Many people are aware of the mounting environmental costs of the development, deployment and maintenance of AI systems. Their hunger for energy is a huge problem if global leaders intend to stay true to their commitments and steer the planet towards a more sustainable future.
This problem is leading the public and private sector urgently to strategise ways to balance AI growth and decarbonisation.
NTT DATA, the technology services provider, is one such company. The firm's latest report calls for some fundamental changes to how AI systems are designed and operated.
'Sustainable AI for a Greener Tomorrow' is the name of the whitepaper and in it NTT projects that AI workloads will account for more than half of all data centre power consumption by as soon as 2028.
At that point, the technology could consume as much electricity annually as 22% of all US households.
Resource demands threaten climate goals
The environmental impact extends beyond electricity consumption.
Training a large AI model can require millions of litres of fresh water for data centre cooling systems, while running between 10 and 50 queries can consume up to 500ml of water.
"The resource consequences of AI's rapid growth and adoption are daunting, but the technology also can empower innovative solutions to the environmental problems it creates," says David Costa, Chief Sustainability Business Officer at NTT DATA.
The report identifies four key metrics for measuring AI's ecological footprint: energy demand, global warming potential, water consumption and abiotic resource depletion.
On emissions, data centre carbon footprints are expected to more than double by 2030, reaching approximately 860 million tons of carbon dioxide equivalent.
Hardware lifecycle overlooked
Digital user devices currently drive 9.4% of global cobalt production and 8.9% of palladium output, driven by short lifecycles and frequent replacement cycles.
Data centres compound this problem by consuming vast quantities of copper, aluminium and rare earth elements, with servers typically replaced every few years to meet performance demands.
The report criticises the AI industry's historical focus on performance metrics such as accuracy and speed at the expense of efficiency considerations.
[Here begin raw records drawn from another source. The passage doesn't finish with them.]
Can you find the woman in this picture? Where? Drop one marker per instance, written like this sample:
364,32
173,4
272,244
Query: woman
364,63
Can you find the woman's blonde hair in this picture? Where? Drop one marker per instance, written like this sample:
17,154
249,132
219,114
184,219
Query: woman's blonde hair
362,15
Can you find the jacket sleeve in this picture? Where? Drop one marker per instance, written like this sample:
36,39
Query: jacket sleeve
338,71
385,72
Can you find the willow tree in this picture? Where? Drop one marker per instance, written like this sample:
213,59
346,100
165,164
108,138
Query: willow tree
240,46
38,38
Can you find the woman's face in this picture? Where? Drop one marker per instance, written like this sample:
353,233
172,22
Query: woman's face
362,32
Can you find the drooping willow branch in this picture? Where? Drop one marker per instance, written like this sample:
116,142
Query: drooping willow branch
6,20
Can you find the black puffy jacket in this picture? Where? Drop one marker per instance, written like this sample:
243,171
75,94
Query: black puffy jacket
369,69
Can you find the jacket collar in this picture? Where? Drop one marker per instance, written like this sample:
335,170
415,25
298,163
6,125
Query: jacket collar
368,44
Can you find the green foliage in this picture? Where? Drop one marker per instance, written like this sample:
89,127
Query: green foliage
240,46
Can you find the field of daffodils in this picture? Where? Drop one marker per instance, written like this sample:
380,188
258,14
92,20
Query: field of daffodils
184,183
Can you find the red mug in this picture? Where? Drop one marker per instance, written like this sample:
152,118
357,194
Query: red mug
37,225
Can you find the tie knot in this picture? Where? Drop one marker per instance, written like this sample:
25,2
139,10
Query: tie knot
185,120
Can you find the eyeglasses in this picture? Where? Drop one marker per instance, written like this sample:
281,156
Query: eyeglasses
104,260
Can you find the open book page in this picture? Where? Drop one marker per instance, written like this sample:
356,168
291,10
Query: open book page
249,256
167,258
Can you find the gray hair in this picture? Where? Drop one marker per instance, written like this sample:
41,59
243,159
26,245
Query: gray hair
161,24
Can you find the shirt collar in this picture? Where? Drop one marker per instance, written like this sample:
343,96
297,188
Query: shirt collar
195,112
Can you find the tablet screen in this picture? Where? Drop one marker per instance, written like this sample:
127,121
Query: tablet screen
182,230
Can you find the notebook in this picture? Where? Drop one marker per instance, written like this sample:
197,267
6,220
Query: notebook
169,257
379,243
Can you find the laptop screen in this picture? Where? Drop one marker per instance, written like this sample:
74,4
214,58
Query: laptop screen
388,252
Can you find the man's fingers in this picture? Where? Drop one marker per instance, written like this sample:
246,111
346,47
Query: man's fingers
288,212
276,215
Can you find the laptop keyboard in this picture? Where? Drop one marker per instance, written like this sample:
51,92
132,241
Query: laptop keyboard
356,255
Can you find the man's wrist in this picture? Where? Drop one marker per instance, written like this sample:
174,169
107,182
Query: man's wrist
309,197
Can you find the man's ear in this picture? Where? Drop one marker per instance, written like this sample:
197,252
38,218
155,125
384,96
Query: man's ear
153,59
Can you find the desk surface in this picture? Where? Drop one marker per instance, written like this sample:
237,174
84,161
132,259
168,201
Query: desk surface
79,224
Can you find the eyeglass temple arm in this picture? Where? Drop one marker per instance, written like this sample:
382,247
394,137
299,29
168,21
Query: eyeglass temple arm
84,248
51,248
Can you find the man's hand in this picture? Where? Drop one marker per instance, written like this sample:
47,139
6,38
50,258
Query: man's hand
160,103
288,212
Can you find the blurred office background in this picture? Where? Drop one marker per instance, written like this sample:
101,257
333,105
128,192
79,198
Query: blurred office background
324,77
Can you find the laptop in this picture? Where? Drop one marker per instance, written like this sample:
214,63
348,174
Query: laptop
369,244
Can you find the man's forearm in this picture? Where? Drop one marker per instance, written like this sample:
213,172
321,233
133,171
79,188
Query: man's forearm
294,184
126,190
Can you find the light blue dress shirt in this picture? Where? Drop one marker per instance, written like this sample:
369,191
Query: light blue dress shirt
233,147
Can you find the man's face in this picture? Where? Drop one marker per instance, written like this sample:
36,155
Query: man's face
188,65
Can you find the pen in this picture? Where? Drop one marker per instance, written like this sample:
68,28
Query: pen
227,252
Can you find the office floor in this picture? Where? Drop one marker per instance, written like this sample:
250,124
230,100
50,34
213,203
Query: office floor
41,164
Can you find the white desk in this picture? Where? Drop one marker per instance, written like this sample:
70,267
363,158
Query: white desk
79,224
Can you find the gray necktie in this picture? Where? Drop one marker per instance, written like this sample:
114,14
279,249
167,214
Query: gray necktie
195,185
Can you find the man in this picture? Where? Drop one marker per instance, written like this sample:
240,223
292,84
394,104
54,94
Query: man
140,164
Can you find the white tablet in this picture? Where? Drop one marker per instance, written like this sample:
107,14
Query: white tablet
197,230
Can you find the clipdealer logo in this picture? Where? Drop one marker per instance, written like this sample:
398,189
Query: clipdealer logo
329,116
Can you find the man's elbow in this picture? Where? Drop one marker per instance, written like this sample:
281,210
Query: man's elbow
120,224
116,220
Some modern AI models consume over 300,000 times more computational power than their predecessors, creating what the report describes as an increasingly exclusive domain accessible only to organisations with resources to sustain the energy demands.
Solutions require ecosystem approach
NTT DATA argues that addressing AI's environmental impact requires coordinated action across the entire technology ecosystem, from hardware manufacturers and data centre operators to software developers, cloud providers and policymakers.
The report recommends several interventions, including running AI workloads in locations and at times aligned with renewable energy availability, applying green software engineering patterns and prioritising modular, upgradeable hardware components to reduce electronic waste.
"AI's amazing capabilities can help manage energy grids more efficiently, reduce overall emissions, model environmental risks and improve water conservation," explains David.
It's vital for organisations to recognise the challenge and build sustainability into AI systems from the start," he adds.
The company has introduced its own initiatives, including remote GPU services that shift AI workloads to energy-optimised locations and the tsuzumi LLM, which NTT claims requires 250 to 300 times less energy for training than conventional models.
However, the report acknowledges significant barriers remain, including fragmented assessments, inconsistent metrics and lack of standardised reporting frameworks comparable to those in traditional industries.
Many organisations focus narrowly on energy or emissions without considering water usage, rare material depletion and electronic waste comprehensively, according to the analysis.
The report calls for industry-wide adoption of lifecycle thinking and circular economy principles as essential prerequisites for sustainable AI development.